The ankh (Egyptian hieroglyph 'nh, "life" or "breath of life"; also Nem Ank, "key of life") is a cross with a loop in place of an upper vertical. It is also known as the crux ansata (Latin, "handle-shaped cross") and the "cross of life."
The ankh is an ancient and central symbol in Egyptian art, representing life, immortality, the key to the afterlife or mystic secrets, fertility, the sun, and light. Because of its close association with the sun it is traditionally drawn or crafted in gold, never silver (which represents the moon).
In Egyptian art, gods and pharaohs are shown holding an ankh to symbolize immortality and their power over life and death. The goddess Isis is especially associated with the symbol. The dead are also shown carrying an ankh when their souls are about to be weighed or are boarding the boat into the afterlife, indicating that they seek immortality from the gods.
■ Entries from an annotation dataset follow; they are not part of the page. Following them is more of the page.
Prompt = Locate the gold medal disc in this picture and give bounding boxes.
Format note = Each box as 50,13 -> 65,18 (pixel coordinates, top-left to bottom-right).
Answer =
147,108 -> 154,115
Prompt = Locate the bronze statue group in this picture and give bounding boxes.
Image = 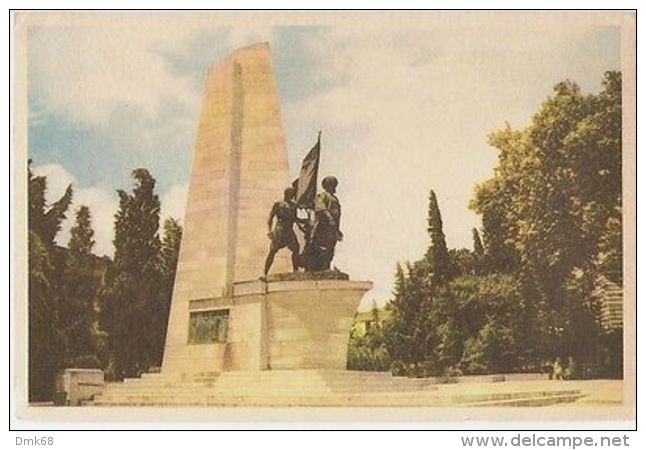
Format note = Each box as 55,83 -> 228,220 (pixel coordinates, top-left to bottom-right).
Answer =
264,176 -> 343,278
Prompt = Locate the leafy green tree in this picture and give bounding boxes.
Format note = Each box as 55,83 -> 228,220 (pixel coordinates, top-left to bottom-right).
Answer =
60,205 -> 100,366
27,160 -> 72,401
426,190 -> 451,284
101,169 -> 163,378
471,72 -> 621,370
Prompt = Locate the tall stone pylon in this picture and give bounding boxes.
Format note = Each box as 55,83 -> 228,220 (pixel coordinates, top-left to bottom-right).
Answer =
162,43 -> 291,372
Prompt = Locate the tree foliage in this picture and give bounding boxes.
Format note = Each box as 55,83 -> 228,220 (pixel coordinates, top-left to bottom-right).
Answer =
27,161 -> 72,401
101,169 -> 163,378
387,72 -> 623,376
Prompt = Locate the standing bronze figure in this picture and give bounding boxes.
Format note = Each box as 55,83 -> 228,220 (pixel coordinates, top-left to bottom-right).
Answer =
264,187 -> 300,277
306,177 -> 343,272
264,132 -> 343,279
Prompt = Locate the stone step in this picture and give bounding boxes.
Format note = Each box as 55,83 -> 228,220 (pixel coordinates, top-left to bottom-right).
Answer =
93,393 -> 581,407
467,394 -> 585,407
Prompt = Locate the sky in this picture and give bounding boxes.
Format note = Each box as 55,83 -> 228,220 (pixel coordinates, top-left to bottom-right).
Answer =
22,11 -> 621,307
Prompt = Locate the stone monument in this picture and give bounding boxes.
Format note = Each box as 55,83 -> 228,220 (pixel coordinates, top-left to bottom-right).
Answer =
162,43 -> 372,374
88,44 -> 582,406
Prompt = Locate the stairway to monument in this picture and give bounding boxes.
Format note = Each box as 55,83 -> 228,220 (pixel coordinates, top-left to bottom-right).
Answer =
87,370 -> 584,406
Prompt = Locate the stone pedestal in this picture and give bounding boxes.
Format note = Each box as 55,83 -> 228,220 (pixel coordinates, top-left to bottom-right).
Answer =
164,280 -> 372,374
265,280 -> 372,369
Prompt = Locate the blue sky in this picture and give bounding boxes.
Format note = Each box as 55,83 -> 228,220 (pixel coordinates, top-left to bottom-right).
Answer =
28,12 -> 621,306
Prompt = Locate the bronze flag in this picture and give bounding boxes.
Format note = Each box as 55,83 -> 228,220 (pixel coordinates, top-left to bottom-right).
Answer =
295,131 -> 321,208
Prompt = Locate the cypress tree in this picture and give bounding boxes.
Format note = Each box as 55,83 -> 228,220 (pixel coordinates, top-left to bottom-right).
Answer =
27,160 -> 72,401
426,190 -> 451,284
101,169 -> 162,378
60,205 -> 100,367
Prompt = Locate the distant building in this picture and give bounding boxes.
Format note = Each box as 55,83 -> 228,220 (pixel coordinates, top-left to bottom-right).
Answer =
593,276 -> 624,331
352,307 -> 392,336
The ankh also resembles a key, especially when held upside down; thus Nem Ank ("key of life"). It was held upside down by its loop in funeral rites, symbolizing the gate from the tomb into immortality. When placed on the forehead, between the eyes, the ankh symbolizes the key to mysteries that the initiate must not reveal.
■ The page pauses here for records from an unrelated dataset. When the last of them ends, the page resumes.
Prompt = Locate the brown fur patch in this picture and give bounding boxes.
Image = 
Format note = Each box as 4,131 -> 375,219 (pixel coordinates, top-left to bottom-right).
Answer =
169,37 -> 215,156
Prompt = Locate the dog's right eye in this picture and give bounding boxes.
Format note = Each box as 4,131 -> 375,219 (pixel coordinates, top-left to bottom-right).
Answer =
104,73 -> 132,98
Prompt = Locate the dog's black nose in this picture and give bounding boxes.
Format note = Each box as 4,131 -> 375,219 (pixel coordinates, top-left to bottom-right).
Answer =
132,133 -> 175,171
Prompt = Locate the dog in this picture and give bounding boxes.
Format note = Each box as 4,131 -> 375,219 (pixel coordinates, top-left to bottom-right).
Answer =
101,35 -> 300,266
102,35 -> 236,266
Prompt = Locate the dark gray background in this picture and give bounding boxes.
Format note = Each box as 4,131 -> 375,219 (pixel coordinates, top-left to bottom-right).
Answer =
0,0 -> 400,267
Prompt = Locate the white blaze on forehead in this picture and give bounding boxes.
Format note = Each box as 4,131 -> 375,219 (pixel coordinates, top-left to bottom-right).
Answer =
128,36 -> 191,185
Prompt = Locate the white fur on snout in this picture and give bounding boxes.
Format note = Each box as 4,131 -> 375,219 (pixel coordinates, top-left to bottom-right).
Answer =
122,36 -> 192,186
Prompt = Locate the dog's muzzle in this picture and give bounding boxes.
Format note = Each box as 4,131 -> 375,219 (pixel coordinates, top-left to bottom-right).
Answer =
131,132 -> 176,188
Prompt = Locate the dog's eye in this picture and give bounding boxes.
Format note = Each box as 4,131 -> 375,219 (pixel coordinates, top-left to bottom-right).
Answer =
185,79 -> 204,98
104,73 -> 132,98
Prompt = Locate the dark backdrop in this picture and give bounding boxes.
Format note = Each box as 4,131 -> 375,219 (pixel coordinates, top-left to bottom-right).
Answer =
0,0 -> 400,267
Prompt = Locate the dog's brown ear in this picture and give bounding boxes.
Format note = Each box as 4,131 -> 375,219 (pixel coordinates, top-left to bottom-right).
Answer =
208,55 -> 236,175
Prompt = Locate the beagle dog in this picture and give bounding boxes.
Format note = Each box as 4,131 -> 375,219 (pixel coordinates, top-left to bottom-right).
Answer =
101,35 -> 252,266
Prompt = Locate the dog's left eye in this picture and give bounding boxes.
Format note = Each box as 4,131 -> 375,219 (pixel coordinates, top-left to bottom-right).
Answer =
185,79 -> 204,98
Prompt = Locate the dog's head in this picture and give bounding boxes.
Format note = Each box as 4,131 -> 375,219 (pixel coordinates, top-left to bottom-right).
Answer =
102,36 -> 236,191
The precise origin of the ankh hieroglyph is unknown, but its shape may derive from:
- the sun coming over the horizon
- the union of Heaven and Earth
- the sun (macrocosm) combined with a human figure (microcosm)
- the Tree of Life
- the union of male and female sexual attributes
the tjet ("knot of Isis", a ceremonial girdle symbolizing fertility) .
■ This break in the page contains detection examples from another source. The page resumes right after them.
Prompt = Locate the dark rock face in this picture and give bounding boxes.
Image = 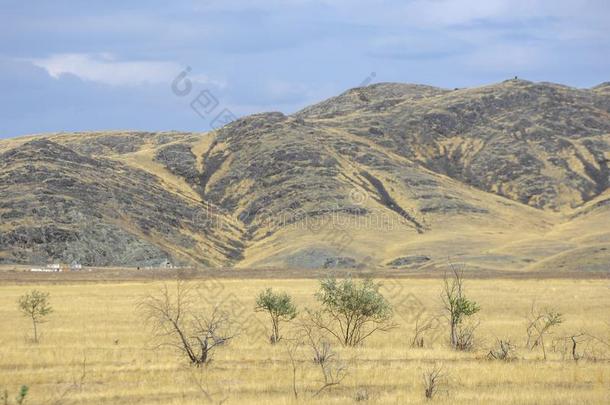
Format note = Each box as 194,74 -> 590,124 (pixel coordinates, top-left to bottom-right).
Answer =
0,80 -> 610,268
0,140 -> 241,265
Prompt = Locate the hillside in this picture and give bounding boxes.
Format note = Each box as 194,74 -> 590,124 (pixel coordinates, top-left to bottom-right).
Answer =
0,80 -> 610,271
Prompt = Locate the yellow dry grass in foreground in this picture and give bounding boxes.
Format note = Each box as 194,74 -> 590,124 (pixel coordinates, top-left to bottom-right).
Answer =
0,280 -> 610,404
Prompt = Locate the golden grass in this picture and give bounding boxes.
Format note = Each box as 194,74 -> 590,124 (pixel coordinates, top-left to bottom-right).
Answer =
0,279 -> 610,404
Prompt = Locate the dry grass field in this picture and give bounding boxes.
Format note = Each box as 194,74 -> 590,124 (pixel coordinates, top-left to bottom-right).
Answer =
0,279 -> 610,404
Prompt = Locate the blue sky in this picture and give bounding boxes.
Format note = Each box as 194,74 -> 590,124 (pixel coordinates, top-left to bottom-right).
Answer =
0,0 -> 610,138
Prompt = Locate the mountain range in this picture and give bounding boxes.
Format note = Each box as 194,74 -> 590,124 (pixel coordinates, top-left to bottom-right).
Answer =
0,79 -> 610,272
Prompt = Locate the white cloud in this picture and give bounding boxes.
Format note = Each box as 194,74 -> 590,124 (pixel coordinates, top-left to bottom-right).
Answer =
30,53 -> 224,87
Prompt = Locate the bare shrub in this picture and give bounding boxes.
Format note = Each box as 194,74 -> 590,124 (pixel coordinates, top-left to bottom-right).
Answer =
286,322 -> 348,398
0,385 -> 30,405
487,339 -> 516,361
139,280 -> 235,367
411,315 -> 439,348
422,364 -> 447,399
526,302 -> 563,360
454,322 -> 479,352
354,388 -> 370,402
552,332 -> 610,361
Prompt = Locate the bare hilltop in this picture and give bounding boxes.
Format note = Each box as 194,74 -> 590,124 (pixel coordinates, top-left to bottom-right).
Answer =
0,80 -> 610,272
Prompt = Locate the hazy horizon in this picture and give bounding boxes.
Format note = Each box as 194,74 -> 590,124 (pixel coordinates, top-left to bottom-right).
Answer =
0,0 -> 610,138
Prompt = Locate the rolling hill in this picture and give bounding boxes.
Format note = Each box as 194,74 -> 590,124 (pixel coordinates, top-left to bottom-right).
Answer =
0,80 -> 610,272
The Ankh as Christian Symbol
In the 4th century, Coptic Christians adopted the Egyptian ankh as a symbol of their faith. (Until then, the fish was the primary symbol of Christianity.) The ankh connects a cross, recalling Christ's sacrifice, with the ankh and its loop, representing eternal life, making it an apt symbol of Christianity. This repurposing of the ankh may be the origin of the cross as a Christian symbol.